(Montel) The start-up of the UK’s first European pressurised reactor (EPR) at Hinkley Point C in 2025 is feasible, the CEO of the French nuclear group Framatome said on Thursday.
Parts for the two 1.6 GW EPR reactors at Hinkley Point C in Somerset in England will be provided by Framatome (formerly Areva) and the Japanese firm The Japan Steel Works, with Framatome supplying the nuclear boiler and equipping and assembling the vessel and steam generators.
Meanwhile, Humphrey Cadoux-Hudson, managing director of nuclear development at EDF Energy, confirmed that the plant, based in the southwest of the UK, was on schedule, with 3,100 people working at the site.
It was unlikely that delays experienced in the commissioning of the first new generation three EPR reactors in France, China and Finland would occur at Hinkley Point C, said Cadoux-Hudson.
"Learning lessons"
“Although [the first EPRs] are a parent design, we have been busy learning the lessons through commissioning and construction process of [the Chinese] EPR Taishan,” he told Montel on the sidelines of the conference.
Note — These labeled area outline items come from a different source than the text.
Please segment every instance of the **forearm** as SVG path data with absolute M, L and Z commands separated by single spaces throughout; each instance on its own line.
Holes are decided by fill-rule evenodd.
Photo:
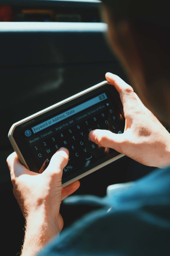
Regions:
M 28 217 L 21 256 L 35 256 L 50 239 L 59 234 L 57 223 L 47 216 L 41 209 Z

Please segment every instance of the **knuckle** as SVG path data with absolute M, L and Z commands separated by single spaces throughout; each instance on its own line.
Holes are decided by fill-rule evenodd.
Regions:
M 133 93 L 134 93 L 134 91 L 132 87 L 130 86 L 128 86 L 128 87 L 124 88 L 122 90 L 122 92 L 124 93 L 127 94 Z

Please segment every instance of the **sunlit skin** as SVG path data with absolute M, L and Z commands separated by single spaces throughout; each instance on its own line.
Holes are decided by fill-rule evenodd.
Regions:
M 116 28 L 108 10 L 106 8 L 103 9 L 105 20 L 108 23 L 108 35 L 111 47 L 142 97 L 147 87 L 145 84 L 143 63 L 136 50 L 136 42 L 130 33 L 128 24 L 123 23 L 119 24 L 119 29 L 117 27 Z M 128 51 L 124 49 L 123 44 L 119 43 L 121 37 L 126 40 Z M 144 164 L 160 168 L 169 165 L 169 133 L 143 104 L 131 86 L 116 75 L 107 73 L 106 78 L 120 94 L 126 119 L 124 132 L 122 134 L 115 134 L 109 131 L 97 130 L 90 133 L 90 139 L 100 146 L 114 148 Z M 168 103 L 167 99 L 170 98 L 170 94 L 169 89 L 167 89 L 164 93 L 167 109 L 164 109 L 161 115 L 164 120 L 168 119 L 169 122 L 169 118 L 167 117 L 169 116 L 170 101 Z M 156 114 L 157 112 L 154 104 L 152 105 L 152 102 L 148 104 L 150 95 L 148 93 L 144 103 L 148 107 L 151 106 L 150 109 L 153 110 Z M 159 108 L 156 108 L 159 110 L 159 115 L 161 111 Z M 50 239 L 59 234 L 62 228 L 63 220 L 59 213 L 61 200 L 80 185 L 77 181 L 61 188 L 63 169 L 68 163 L 68 150 L 62 148 L 54 155 L 46 169 L 40 174 L 29 171 L 23 166 L 15 153 L 8 158 L 14 195 L 26 222 L 22 256 L 35 256 Z

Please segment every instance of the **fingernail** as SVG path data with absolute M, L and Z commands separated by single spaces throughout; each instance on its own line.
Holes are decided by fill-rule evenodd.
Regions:
M 93 130 L 90 132 L 88 135 L 88 137 L 90 140 L 93 142 L 95 141 L 96 133 L 96 130 Z
M 69 151 L 67 148 L 66 148 L 65 147 L 60 147 L 59 149 L 58 149 L 56 152 L 58 152 L 60 151 L 64 151 L 66 153 L 68 153 Z

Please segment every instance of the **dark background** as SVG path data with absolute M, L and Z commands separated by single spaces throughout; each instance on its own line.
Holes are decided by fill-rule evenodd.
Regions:
M 13 151 L 8 138 L 11 125 L 105 80 L 107 72 L 128 82 L 106 42 L 99 5 L 0 1 L 1 255 L 16 255 L 24 234 L 23 217 L 6 163 Z M 103 196 L 109 185 L 135 180 L 152 169 L 125 156 L 82 179 L 75 194 Z M 64 229 L 93 209 L 62 204 Z

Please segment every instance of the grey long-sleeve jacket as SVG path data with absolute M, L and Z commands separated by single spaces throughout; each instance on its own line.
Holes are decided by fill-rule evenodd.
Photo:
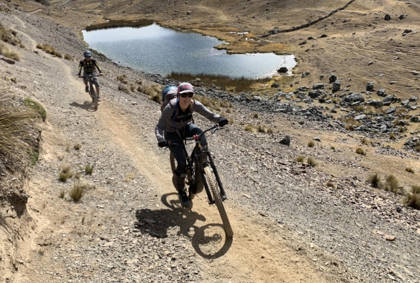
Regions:
M 209 120 L 218 123 L 220 115 L 215 114 L 205 107 L 201 102 L 193 100 L 192 110 L 190 114 L 184 116 L 178 116 L 179 111 L 177 111 L 178 105 L 178 98 L 174 98 L 163 108 L 158 124 L 155 128 L 155 134 L 158 142 L 165 140 L 163 132 L 173 132 L 176 130 L 181 130 L 193 120 L 193 112 L 196 112 L 208 119 Z M 191 111 L 192 110 L 192 111 Z

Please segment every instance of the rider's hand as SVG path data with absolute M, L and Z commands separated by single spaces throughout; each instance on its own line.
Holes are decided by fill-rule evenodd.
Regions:
M 159 147 L 168 146 L 168 142 L 166 142 L 166 139 L 162 139 L 161 141 L 158 142 L 158 146 L 159 146 Z
M 227 120 L 227 119 L 225 118 L 223 116 L 222 116 L 222 117 L 220 117 L 220 118 L 219 118 L 219 126 L 220 127 L 226 126 L 228 123 L 229 123 L 229 121 Z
Start-ups of the EPR at Flamanville in France and Olkiluoto in Finland, which had been scheduled to begin production in 2012 and 2009, respectively, have been repeatedly delayed due to various technical problems.
And when the French firm signed the Hinkley Point deal with the UK government in 2012, Vincent de Rivaz, the CEO of EDF Energy at the time, said UK households would be cooking their Christmas turkeys with electricity generated at the reactor in 2017.
In July, EDF said manufacturing defects on the pipe welding of the Flamanville’s main secondary system would force the group to delay the unit’s commercial launch by at least a year to the end of 2019.
However, the welding issue at the French EPR was unlikely to have any impact on Hinkley Point C, Cadoux-Hudson said.
“[Welds at the EPR Flamanville] are a construction, rather than design issue. Olkiluoto did not have this problem, so we need to study the differences between Flamanville and Olkiluoto to make sure [the flaws do] do not happen at Hinkley Point C,” he said.
“It’s one of the great benefits of coming behind other people, because we have the time to study and make sure we improve.”
Framatome was formed on 4 January when Areva was sold off following its bankruptcy. It is owned by French utility EDF, Mitsubishi Heavy Industries and Assystem.